I can tell you I went on the diet and yes I was cured until I ate a few things off the diet and it came roaring back. Now even on the diet it doesn't go away.

rs4life
Post 4

I’ve always been afraid to use the one day treatments for vaginal yeast infections. It makes me nervous to think about how powerful the drug must be to work that quickly. Maybe it’s just me, but I feel safer using the 5 day products, even if it is more of a hassle. I’ve never tried anything natural.

dagaZ
Post 3

@Isay - I always try to treat naturally first. If I have a vaginal yeast infection (candida albicans) I use acidophilus suppositories, increase my yogurt intake, and eliminate refined sugar products (like soda) because I’ve heard they contribute to the yeast infection. Sometimes the natural method doesn’t work though. When that’s the case, I give in and go with one of the products at the drug store. I agree with the article, you have to use the product until it’s finished. I can’t tell you how many times I’ve thought the infection was cleared up and quit using the Monistat a few days early, only to have it come back.

Eli222
Post 2

When my son was about a month old he developed thrush, the oral variety of candidiasis. It made him miserable. The only way to treat it was with a purple liquid called gentian violet. It’s an over-the-counter medicine that is painted (with a swab) on the lips, gums, tongue and inside the mouth. It can take a while to work so it has to be used judiciously.
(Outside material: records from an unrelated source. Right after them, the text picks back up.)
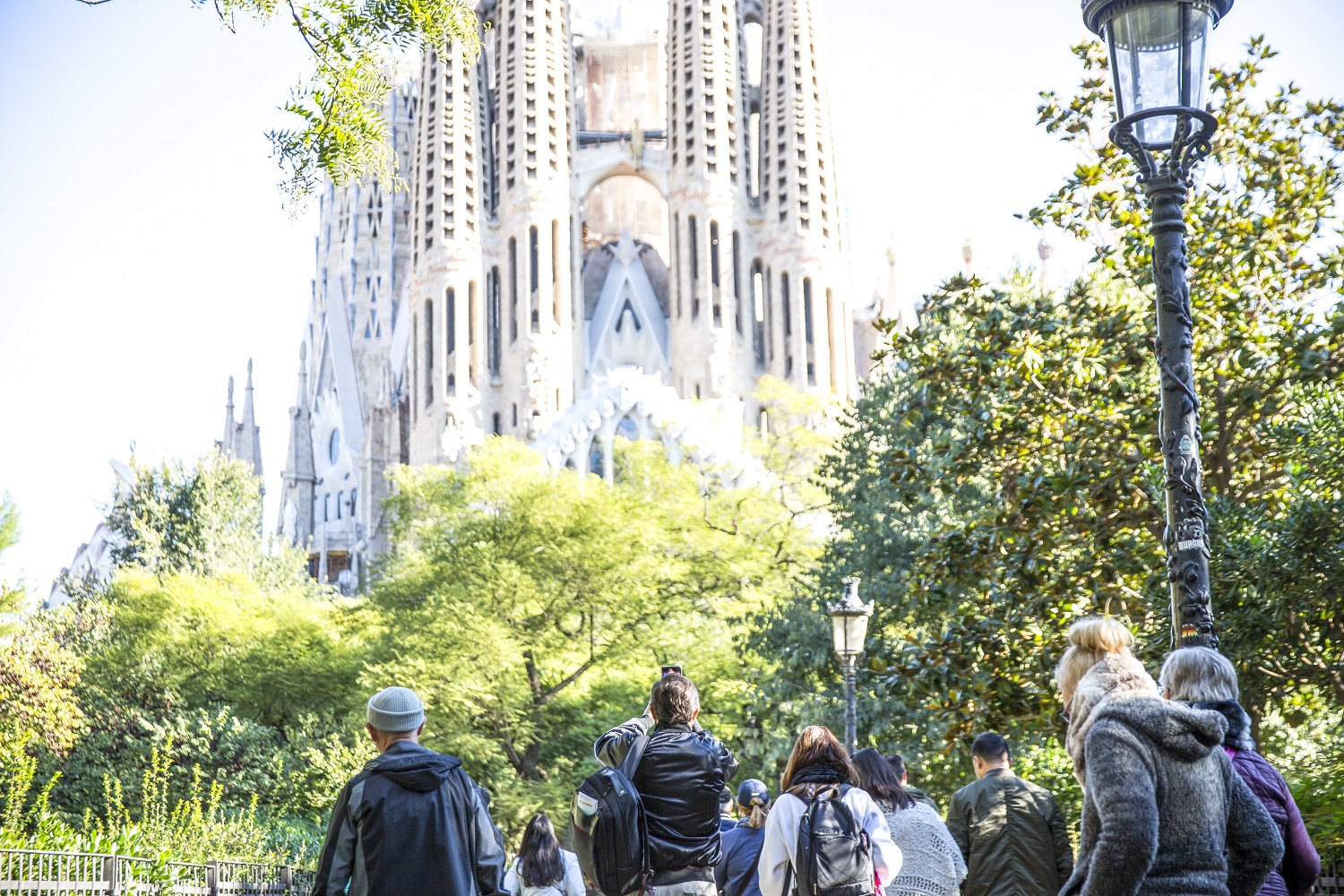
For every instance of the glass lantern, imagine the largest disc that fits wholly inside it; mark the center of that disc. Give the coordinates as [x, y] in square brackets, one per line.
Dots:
[1159, 58]
[849, 621]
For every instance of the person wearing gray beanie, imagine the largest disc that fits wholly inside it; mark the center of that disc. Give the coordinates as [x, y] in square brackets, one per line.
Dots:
[411, 823]
[395, 711]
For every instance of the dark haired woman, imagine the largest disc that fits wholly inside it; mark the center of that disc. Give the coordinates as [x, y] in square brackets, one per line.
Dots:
[542, 868]
[819, 769]
[932, 864]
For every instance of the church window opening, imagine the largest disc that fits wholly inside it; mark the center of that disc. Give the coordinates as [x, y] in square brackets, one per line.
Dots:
[769, 314]
[758, 312]
[693, 238]
[831, 340]
[534, 252]
[806, 309]
[556, 271]
[429, 352]
[714, 253]
[470, 331]
[737, 282]
[494, 335]
[513, 289]
[676, 260]
[451, 322]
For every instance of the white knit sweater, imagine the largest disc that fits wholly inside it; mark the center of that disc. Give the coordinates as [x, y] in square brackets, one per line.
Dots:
[933, 864]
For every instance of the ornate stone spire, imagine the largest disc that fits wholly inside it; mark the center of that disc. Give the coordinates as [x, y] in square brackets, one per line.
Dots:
[300, 474]
[247, 440]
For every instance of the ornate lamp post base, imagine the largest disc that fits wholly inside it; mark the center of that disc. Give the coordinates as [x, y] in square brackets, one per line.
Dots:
[1166, 183]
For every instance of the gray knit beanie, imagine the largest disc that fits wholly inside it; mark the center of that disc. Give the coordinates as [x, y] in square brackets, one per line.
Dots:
[395, 710]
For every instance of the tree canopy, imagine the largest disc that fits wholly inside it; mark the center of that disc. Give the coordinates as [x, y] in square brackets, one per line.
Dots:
[531, 608]
[1002, 476]
[357, 50]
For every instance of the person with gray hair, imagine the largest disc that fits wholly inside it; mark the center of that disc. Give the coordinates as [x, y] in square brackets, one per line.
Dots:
[1207, 680]
[411, 823]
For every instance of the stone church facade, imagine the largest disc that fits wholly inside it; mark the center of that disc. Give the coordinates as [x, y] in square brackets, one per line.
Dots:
[618, 217]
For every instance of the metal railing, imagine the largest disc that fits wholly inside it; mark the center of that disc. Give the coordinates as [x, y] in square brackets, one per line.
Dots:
[37, 874]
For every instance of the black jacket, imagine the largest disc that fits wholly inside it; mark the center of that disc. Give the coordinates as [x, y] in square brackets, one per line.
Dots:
[679, 780]
[410, 823]
[1012, 836]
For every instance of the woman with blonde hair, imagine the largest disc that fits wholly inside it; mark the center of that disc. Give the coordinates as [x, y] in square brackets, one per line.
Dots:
[819, 769]
[1163, 810]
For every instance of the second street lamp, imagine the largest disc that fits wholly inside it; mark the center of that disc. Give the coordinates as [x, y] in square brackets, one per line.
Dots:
[849, 624]
[1159, 69]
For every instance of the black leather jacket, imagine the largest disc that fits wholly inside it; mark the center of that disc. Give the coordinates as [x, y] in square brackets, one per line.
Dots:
[679, 780]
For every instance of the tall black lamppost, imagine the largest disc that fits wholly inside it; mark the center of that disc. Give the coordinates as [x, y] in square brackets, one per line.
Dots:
[849, 622]
[1159, 69]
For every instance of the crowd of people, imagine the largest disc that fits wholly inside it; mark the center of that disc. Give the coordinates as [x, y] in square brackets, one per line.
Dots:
[1176, 799]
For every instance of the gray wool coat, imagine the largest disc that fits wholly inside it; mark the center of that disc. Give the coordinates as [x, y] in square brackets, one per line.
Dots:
[1164, 813]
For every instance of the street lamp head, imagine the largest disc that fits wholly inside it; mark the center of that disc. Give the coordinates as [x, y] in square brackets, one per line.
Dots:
[849, 621]
[1159, 59]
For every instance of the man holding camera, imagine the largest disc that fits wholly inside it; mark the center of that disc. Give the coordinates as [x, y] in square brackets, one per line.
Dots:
[680, 777]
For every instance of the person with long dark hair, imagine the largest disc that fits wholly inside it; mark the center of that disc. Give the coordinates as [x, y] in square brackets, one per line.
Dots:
[542, 868]
[932, 864]
[819, 769]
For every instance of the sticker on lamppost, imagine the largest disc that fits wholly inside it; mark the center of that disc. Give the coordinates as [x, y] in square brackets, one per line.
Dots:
[1190, 535]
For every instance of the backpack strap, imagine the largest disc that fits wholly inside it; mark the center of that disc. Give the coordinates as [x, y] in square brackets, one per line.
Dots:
[632, 758]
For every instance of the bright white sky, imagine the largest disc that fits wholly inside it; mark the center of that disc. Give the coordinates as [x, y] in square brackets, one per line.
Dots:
[145, 254]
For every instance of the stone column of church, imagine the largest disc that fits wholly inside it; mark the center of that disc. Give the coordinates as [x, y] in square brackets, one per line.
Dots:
[800, 230]
[704, 107]
[530, 244]
[444, 359]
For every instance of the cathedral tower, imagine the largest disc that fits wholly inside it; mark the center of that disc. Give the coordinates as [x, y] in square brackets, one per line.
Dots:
[806, 332]
[704, 115]
[530, 319]
[446, 359]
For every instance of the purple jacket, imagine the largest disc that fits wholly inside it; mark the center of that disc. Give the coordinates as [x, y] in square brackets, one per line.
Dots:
[1301, 864]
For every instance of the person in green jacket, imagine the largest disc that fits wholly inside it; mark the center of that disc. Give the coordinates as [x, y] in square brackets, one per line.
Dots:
[1010, 831]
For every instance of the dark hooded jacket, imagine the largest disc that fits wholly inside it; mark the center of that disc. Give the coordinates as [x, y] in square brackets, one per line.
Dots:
[1012, 836]
[410, 823]
[1164, 814]
[1301, 863]
[680, 777]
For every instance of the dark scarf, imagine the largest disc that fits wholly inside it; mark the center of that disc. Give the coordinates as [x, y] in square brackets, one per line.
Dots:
[1238, 723]
[819, 775]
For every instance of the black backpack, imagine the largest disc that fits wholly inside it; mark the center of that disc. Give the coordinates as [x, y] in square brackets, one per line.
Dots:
[833, 853]
[609, 831]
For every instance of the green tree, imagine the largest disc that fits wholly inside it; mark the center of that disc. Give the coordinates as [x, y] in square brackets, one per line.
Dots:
[201, 517]
[253, 686]
[38, 675]
[357, 48]
[532, 608]
[1002, 477]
And I will warn- gentian violet makes a tremendous mess because it stains. Everything that comes in contact with the baby’s painted mouth (or drool) becomes purple. That includes bibs, blankets, clothing, and the nursing mother herself. That was 22 years ago, but I've heard it's still being used to treat thrush.

ISay
Post 1

I heard that natural treatments like the Candida Diet are better for treating Candida Albicans than the, so-called traditional treatments. Does anybody have an opinion about that?